Sorry for typo and happy reading^^

.

.

.

Disana, tanpa banyak pasang mata sadari ada tiga orang pria mengenakan pakaian serba hitam. Di dalam gang sempit itu, rasa dingin menjalar namun tidak ada yang merasakan hal itu sama sekali.

"Lalu bagaimana?" Salah satu dari mereka membuka suara begitu dua sosok lain terdiam sedari tadi. Ya, sosok yang memiliki paras dingin mematikan.

"Aku sudah sering mendapatkan peringatan dari mereka. Rasanya aku ingin segera menghabisi mereka." Keluhnya, yang justru dijawab kekehan pelan.

"Kau tahu? Gadis itu sepertinya tengah berusaha menyelamatkan jiwa temannya. Aku tidak bisa tinggal diam."

"Aku sudah mengetahui itu, bukankah niatnya begitu mulia?"

Decihan lirih terdengar. Sorot mata elang tersebut seperti siap untuk menikam siapapun, terkecuali kedua temannya yang seakan sudah terbiasa.

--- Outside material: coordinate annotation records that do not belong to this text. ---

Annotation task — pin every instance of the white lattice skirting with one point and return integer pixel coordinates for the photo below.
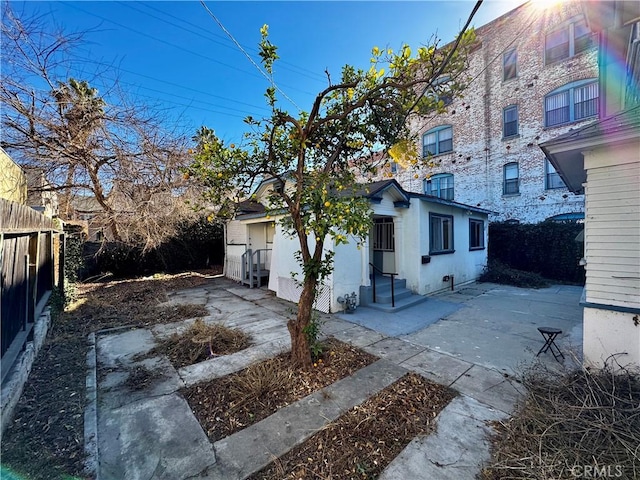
(288, 289)
(234, 268)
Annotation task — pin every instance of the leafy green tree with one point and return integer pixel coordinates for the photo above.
(319, 155)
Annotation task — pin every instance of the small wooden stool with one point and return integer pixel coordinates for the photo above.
(549, 334)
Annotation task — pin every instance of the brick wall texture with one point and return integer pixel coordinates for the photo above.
(479, 149)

"Mulia? Lebih tepatnya gadis itu sudah mengorbankan dirinya sendiri karena hal konyol!"

"Di aula *Orsan, para bangsa iblis sibuk membicarakan gadis itu—"

"Namanya Irene."

"Ya, ya, ya siapapun namanya aku tidak peduli!" Umpatnya kesal.

"Lanjutkan ceritamu!"

"Salah satu dari mereka mengincar kehidupan Irene. Aku tidak tahu mengetahui alasannya, kurasa karena kelebihan yang membuat para iblis dan malaikat berseteru, saling melempar pendapat tentang gadis itu."

"Aku sudah mengatakan pada Irene untuk berhati-hati, tetapi dia tidak percaya dengan peringatanku."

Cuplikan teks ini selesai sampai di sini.